Baca Juga: Fakta Sebenarnya Jurusan Jokowi di UGM: Bukan Teknologi Kayu? Teman Kuliah Ungkap Ini

"Musik yang diputar di tempat usaha adalah bentuk pemanfaatan komersial yang wajib mendapatkan izin dari pemilik hak cipta atau Lembaga Manajemen Kolektif (LMK)," tegasnya.

Dipaparkan Agung, pelanggaran hak cipta musik dapat dikenakan sanksi administratif hingga pidana.

"Pelanggaran hak cipta musik bukan hanya berdampak pada aspek hukum, seperti sanksi administratif hingga pidana, tetapi juga bisa merusak reputasi usaha dan mengganggu keberlangsungan operasional," tuturnya.

Menurut Agung, menghormati hak cipta merupakan bagian dari pembangunan budaya hukum. Terkhusus pada sektor ekonomi kreatif.

Diperlukan kesadaran bersama untuk menciptakan ruang usaha yang adil, legal, dan berbudaya.

"Indonesia memiliki ribuan pencipta lagu yang berhak mendapat royalti. Ketika sebuah lagu diputar di tempat usaha, itu bukan sekadar musik latar, tapi kerja keras yang harus dihargai," ujarnya.

Ditambahkan Agung, dengan menggunakan musik berlisensi, tidak hanya pelaku usaha yang terlindungi. Tetapi juga para pencipta lagu yang selama ini menjadi tulang punggung industri kreatif tanah air.

Kasus Gacoan

Kepolisian Daerah (Polda) Bali menetapkan Direktur PT Mitra Bali Sukses, I Gusti Ayu Sasih Ira sebagai tersangka dalam dugaan kasus pelanggaran hak cipta.

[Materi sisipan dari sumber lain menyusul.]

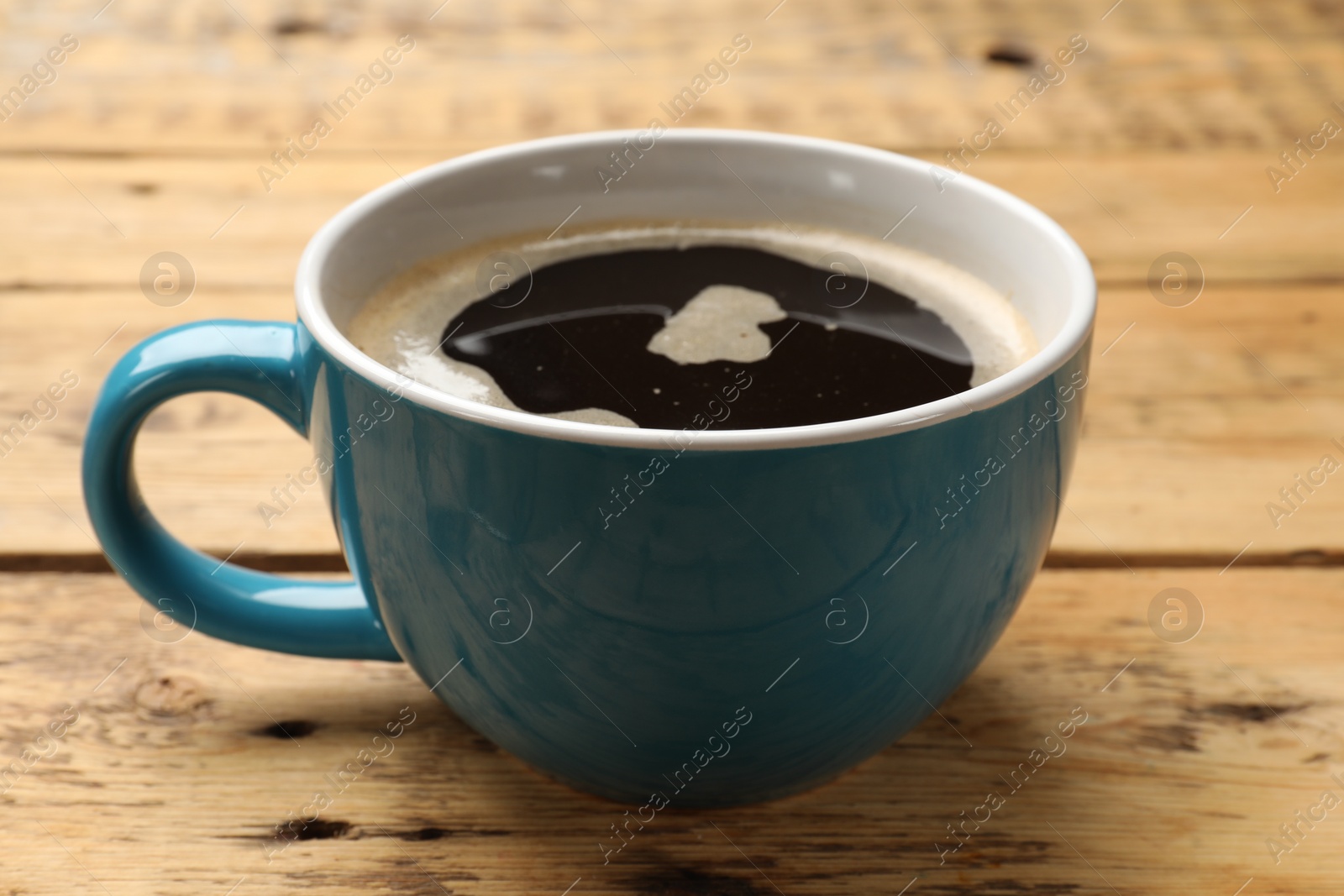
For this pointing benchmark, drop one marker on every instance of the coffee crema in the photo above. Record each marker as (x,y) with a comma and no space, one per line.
(645,325)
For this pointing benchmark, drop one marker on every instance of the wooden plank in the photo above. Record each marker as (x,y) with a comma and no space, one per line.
(93,222)
(172,778)
(159,76)
(1193,427)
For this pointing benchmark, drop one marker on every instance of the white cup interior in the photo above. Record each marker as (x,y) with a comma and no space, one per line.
(706,175)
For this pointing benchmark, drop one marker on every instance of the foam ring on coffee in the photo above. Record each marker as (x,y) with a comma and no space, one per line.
(401,325)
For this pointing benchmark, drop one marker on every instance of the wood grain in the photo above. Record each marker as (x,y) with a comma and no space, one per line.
(159,76)
(1195,419)
(1191,757)
(93,222)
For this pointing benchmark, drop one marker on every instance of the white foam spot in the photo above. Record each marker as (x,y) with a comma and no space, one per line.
(719,324)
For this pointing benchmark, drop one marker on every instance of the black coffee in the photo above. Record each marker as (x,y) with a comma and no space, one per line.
(848,347)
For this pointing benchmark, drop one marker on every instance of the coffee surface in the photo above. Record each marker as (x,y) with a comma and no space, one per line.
(582,338)
(675,327)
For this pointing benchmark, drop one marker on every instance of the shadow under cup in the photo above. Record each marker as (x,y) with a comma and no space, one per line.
(702,617)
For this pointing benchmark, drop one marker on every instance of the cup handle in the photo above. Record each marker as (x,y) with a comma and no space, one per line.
(257,360)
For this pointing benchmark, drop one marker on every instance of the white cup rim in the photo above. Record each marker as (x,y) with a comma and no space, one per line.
(1063,345)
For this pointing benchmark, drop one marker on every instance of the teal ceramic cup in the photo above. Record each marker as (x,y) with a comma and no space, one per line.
(768,609)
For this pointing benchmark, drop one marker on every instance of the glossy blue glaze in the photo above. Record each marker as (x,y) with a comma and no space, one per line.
(753,593)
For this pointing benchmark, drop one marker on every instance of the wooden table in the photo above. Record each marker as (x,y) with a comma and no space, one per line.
(174,765)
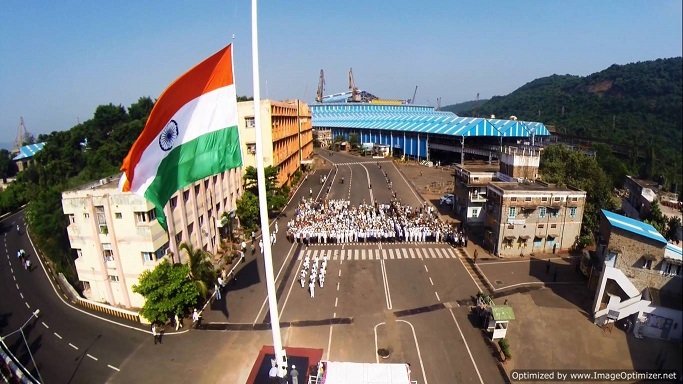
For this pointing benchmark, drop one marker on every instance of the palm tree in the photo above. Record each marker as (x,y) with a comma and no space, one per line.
(201,268)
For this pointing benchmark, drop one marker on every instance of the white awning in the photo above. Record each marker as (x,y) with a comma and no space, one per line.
(366,373)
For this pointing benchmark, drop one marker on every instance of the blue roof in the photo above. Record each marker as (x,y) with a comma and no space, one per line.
(634,226)
(418,119)
(28,151)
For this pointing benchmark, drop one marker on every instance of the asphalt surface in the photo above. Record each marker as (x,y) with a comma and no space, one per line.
(67,344)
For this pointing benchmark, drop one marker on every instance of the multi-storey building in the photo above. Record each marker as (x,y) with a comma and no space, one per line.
(116,236)
(526,218)
(639,278)
(515,164)
(290,132)
(469,200)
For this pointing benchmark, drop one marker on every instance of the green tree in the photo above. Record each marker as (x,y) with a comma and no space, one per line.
(167,290)
(201,270)
(672,228)
(248,210)
(353,140)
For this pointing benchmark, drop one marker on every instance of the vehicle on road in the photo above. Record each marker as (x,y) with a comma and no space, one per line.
(446,199)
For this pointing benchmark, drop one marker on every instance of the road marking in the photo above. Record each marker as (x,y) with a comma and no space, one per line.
(385,280)
(466,346)
(329,344)
(276,277)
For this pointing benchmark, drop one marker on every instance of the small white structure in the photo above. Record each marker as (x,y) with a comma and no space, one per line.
(337,372)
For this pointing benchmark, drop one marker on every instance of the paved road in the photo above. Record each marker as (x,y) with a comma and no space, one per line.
(408,297)
(67,344)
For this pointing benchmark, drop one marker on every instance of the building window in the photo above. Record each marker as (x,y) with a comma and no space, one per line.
(107,253)
(147,257)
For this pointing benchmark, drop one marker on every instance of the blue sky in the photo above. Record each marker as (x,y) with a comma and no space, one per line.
(59,60)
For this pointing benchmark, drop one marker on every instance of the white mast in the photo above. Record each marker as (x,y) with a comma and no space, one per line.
(263,207)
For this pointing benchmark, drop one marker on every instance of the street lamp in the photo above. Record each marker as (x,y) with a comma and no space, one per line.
(28,347)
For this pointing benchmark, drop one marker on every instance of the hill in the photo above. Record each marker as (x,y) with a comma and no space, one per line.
(636,107)
(465,106)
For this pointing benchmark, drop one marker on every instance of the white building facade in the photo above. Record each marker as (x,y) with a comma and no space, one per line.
(116,235)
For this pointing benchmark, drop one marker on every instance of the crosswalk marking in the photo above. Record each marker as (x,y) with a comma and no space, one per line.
(384,253)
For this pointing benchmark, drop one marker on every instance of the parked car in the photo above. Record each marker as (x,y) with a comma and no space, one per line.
(446,199)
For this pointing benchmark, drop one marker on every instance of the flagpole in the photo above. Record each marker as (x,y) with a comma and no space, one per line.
(263,207)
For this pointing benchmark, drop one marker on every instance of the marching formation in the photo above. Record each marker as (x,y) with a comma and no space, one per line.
(336,221)
(316,274)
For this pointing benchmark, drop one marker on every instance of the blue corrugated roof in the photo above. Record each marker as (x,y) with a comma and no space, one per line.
(634,226)
(418,119)
(28,151)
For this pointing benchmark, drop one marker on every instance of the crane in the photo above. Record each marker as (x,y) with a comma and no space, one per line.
(321,87)
(355,96)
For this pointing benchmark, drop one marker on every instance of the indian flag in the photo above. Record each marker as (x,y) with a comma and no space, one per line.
(191,134)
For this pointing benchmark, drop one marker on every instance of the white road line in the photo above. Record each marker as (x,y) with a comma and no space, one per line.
(385,279)
(466,346)
(276,277)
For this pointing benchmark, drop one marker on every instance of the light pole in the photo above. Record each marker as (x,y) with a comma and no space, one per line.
(28,347)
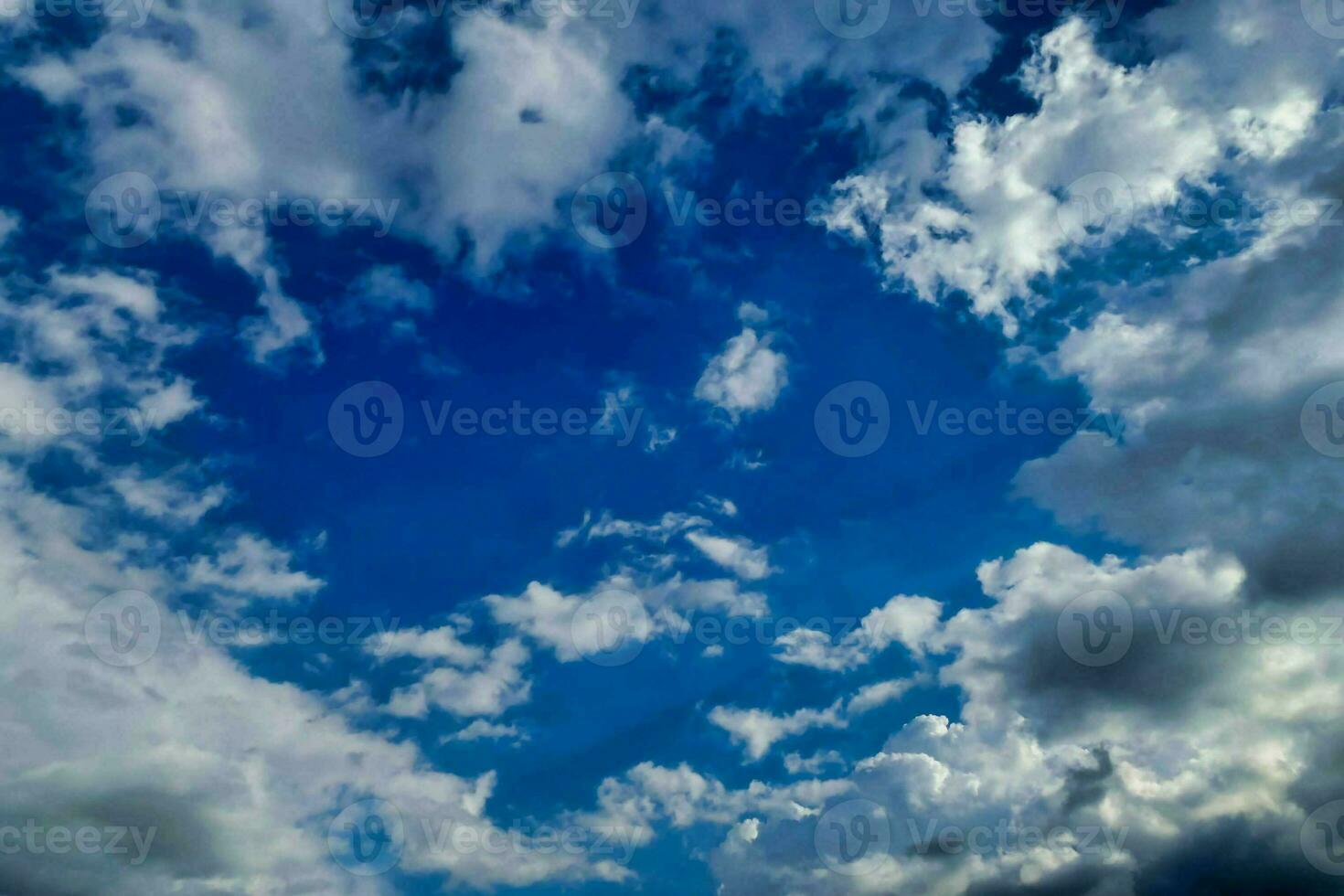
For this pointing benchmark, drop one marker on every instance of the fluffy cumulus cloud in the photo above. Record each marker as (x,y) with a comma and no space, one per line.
(123,712)
(1155,721)
(746,377)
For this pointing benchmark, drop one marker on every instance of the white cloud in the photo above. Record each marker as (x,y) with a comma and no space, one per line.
(488,688)
(481,730)
(251,567)
(738,555)
(758,730)
(903,620)
(748,377)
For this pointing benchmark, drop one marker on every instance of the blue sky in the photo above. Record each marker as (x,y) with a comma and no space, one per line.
(1121,219)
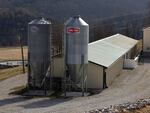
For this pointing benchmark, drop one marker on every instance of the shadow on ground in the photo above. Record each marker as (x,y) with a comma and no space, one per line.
(44,103)
(13,100)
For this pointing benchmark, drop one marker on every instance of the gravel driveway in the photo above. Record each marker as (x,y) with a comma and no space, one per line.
(130,86)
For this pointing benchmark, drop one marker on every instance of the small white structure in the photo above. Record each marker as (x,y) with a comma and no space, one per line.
(146,40)
(106,59)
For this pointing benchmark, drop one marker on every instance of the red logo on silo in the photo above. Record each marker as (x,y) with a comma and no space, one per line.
(73,30)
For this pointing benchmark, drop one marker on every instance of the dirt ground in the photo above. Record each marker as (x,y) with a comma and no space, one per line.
(129,87)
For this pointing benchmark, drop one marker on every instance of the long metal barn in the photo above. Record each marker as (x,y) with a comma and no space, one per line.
(106,60)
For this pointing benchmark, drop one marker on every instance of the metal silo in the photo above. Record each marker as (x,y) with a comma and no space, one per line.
(76,48)
(39,42)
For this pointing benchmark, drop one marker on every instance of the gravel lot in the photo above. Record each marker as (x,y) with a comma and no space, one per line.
(129,87)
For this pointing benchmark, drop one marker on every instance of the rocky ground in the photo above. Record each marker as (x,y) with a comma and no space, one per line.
(128,88)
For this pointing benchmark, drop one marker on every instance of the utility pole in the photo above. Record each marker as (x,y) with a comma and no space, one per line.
(22,53)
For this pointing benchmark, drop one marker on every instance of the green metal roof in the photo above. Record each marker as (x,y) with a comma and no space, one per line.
(107,51)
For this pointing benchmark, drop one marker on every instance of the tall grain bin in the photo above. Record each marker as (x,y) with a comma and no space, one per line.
(76,48)
(39,42)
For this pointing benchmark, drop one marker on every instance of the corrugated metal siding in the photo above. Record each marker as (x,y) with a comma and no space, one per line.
(114,71)
(106,51)
(95,76)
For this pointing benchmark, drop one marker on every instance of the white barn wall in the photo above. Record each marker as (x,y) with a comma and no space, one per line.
(113,71)
(95,76)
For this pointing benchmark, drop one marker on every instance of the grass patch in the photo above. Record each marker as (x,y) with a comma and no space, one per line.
(10,72)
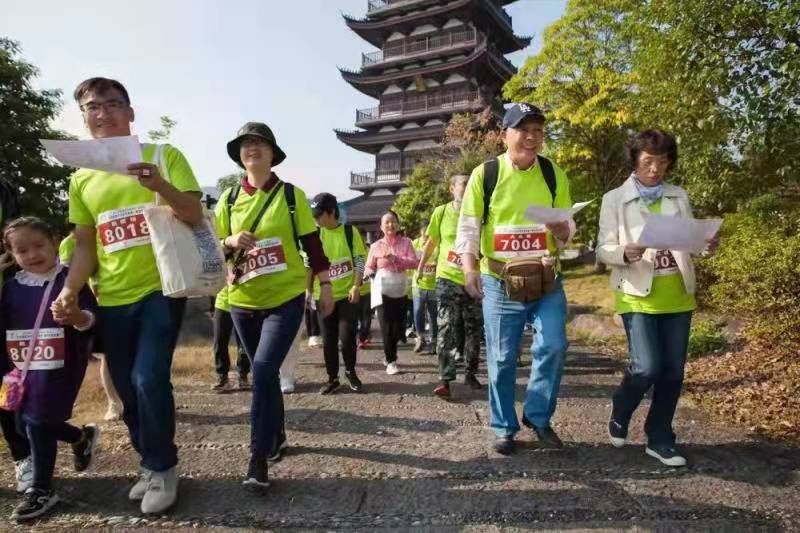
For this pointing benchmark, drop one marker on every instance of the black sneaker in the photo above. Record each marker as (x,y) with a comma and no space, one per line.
(473,382)
(35,502)
(277,455)
(330,387)
(666,453)
(257,472)
(617,433)
(222,385)
(353,381)
(84,449)
(504,445)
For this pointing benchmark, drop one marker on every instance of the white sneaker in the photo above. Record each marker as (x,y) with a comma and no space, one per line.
(314,341)
(23,471)
(287,385)
(162,491)
(140,487)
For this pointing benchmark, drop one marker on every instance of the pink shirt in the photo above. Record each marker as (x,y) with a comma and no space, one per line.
(405,256)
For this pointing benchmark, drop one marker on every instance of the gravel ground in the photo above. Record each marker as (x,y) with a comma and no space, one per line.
(396,457)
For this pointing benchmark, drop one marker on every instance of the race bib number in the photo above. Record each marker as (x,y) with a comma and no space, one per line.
(665,263)
(267,257)
(124,228)
(48,354)
(519,241)
(341,268)
(454,260)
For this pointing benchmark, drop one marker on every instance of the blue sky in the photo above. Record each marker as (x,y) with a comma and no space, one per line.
(212,65)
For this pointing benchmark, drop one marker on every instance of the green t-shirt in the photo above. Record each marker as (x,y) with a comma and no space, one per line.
(667,294)
(442,228)
(273,272)
(428,280)
(334,243)
(114,205)
(66,248)
(508,233)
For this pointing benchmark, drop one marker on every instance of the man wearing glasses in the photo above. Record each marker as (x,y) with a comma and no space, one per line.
(139,324)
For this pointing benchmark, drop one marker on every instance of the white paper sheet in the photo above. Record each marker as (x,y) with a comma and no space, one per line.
(667,232)
(113,154)
(550,215)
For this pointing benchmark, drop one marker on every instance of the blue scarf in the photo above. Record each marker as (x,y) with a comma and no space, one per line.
(649,195)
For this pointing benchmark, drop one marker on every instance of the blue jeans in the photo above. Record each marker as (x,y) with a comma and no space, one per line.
(267,335)
(657,345)
(504,320)
(425,302)
(140,339)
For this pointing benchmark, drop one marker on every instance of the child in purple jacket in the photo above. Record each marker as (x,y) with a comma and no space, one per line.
(59,358)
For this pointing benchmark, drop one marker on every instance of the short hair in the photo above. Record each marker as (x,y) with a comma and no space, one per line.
(455,178)
(100,85)
(34,223)
(654,141)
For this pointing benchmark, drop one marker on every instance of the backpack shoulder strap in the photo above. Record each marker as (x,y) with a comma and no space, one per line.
(291,202)
(491,169)
(348,235)
(549,176)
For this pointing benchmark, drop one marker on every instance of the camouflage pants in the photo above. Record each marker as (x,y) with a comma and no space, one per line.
(457,311)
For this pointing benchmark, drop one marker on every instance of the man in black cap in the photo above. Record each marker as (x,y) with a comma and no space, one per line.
(347,254)
(493,226)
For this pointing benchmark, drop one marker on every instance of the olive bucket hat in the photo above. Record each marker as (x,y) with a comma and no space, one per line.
(262,131)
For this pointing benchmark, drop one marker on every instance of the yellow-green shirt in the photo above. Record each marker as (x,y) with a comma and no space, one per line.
(113,204)
(668,294)
(273,271)
(428,280)
(334,243)
(508,233)
(443,228)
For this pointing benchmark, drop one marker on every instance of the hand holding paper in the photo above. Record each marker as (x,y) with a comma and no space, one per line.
(552,215)
(113,154)
(666,232)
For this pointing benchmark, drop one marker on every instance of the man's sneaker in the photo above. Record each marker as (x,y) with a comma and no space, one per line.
(162,491)
(279,452)
(139,488)
(504,445)
(287,385)
(257,472)
(314,341)
(330,387)
(23,472)
(84,449)
(667,454)
(442,390)
(617,433)
(353,381)
(222,385)
(473,382)
(36,502)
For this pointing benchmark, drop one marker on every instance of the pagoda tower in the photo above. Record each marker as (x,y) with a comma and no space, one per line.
(434,58)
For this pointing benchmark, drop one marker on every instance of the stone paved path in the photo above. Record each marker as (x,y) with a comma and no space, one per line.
(398,458)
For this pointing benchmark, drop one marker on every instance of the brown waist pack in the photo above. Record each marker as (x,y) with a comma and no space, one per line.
(527,280)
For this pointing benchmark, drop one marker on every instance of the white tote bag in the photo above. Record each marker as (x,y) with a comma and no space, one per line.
(189,258)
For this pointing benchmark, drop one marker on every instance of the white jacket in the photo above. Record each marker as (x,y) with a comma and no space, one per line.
(621,222)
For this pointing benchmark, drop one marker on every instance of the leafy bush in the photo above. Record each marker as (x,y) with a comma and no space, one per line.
(756,272)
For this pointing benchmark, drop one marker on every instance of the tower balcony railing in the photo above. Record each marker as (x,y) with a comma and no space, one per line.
(413,47)
(419,106)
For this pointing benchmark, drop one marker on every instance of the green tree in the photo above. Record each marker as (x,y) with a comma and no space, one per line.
(26,115)
(165,132)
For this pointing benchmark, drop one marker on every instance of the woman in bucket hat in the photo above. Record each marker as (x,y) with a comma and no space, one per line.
(263,223)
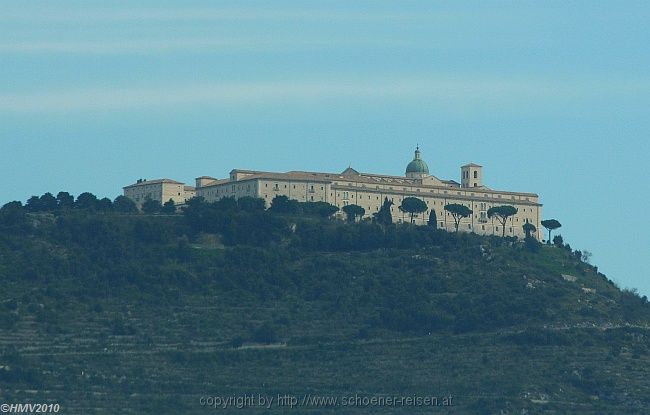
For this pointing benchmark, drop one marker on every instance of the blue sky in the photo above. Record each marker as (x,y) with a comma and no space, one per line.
(551,97)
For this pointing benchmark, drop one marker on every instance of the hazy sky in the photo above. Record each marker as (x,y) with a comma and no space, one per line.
(551,97)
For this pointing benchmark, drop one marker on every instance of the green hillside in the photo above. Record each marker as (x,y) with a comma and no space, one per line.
(109,312)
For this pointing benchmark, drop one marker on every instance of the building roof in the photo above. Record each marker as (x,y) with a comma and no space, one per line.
(155,181)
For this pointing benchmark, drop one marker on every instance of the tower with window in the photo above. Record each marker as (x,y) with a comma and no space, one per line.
(471,175)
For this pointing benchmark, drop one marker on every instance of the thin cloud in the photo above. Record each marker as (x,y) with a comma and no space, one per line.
(211,45)
(451,92)
(202,14)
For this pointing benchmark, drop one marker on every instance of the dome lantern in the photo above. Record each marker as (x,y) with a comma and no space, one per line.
(417,168)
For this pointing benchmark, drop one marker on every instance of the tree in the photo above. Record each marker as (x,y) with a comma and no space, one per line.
(551,225)
(458,212)
(48,202)
(502,213)
(433,219)
(104,204)
(250,204)
(86,200)
(413,205)
(354,211)
(322,209)
(529,229)
(151,206)
(65,200)
(383,216)
(33,204)
(169,207)
(123,204)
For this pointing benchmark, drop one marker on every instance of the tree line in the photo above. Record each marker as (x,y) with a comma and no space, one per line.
(281,204)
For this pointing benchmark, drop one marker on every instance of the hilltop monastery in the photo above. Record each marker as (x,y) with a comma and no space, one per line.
(367,190)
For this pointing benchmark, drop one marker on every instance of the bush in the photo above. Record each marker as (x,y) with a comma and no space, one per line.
(264,334)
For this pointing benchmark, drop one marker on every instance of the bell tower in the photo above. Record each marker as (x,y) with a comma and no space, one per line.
(471,175)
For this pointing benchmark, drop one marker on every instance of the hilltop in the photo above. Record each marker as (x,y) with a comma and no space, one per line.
(104,311)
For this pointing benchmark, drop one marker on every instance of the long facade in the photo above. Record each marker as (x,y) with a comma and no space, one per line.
(369,191)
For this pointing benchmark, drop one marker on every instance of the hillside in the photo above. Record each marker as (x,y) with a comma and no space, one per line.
(106,312)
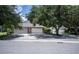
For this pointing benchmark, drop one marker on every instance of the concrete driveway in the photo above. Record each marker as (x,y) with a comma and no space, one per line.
(28,45)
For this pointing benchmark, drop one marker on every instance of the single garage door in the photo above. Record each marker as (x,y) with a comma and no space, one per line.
(23,31)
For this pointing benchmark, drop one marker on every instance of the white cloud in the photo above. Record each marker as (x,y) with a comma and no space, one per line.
(19,9)
(23,18)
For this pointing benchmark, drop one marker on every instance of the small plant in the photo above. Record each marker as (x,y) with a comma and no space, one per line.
(47,30)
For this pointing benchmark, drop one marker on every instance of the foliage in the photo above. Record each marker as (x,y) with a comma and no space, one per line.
(9,18)
(46,30)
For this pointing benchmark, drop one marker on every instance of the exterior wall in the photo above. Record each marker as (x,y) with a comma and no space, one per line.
(37,30)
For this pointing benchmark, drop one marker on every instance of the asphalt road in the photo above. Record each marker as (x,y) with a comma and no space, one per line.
(25,47)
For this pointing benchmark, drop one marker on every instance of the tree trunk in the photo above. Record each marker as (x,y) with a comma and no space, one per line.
(57,31)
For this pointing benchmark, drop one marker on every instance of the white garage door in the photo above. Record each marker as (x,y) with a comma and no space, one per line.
(23,31)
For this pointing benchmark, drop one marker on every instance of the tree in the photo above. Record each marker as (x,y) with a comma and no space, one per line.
(49,16)
(72,19)
(9,19)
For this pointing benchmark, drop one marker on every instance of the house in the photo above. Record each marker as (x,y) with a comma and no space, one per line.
(1,29)
(29,28)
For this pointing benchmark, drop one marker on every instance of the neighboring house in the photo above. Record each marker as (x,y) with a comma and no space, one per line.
(29,28)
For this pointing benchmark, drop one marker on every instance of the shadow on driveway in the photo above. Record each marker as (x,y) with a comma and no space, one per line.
(46,36)
(11,37)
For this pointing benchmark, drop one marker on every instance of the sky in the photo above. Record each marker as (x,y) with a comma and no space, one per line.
(23,9)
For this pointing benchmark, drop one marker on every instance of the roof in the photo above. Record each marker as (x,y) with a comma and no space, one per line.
(28,24)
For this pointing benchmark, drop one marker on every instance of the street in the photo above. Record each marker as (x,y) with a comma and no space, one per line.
(27,45)
(21,47)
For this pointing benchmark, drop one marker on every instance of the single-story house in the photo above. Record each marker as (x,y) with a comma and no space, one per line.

PT Mitra Bali Sukses adalah pemegang lisensi waralaba Mie Gacoan di Bali.

Kabid Humas Polda Bali, Kombes Pol Ariasandy membenarkan penetapan Ira sebagai tersangka.

"Sudah ditetapkan tersangja yang bersangkutan, dalam proses pemberkasan, tersangkanya direkturnya," ujar Ariasandy saat ditemui di Mapolres Badung, Senin (21/7/2025).

Dalam penjelasan Ariasandy, Ira terjerat dalam kasus hak cipta terhadap musik dan lagu yang digunakan di gerai Mie Gacoan.

Namun, penggunaan musik itu dilakukan tanpa membayar royalti.

Diperkirakan nilai royalti yang seharusnya dibayar mencapai miliaran rupiah.

"Ini berkaitan dengan pengesahan tarif royalti untuk pengguna yang melakukan pemanfaatan komersial cipta dan atau produk hak terkait musik dan lagu kategori restoran," imbuh Ariasandy.

Kasus ini mulanya dilaporkan oleh Lembaga Manajemen Kolektif (LMK) yakni SELMI (Sentra Lisensi Musik Indonesia).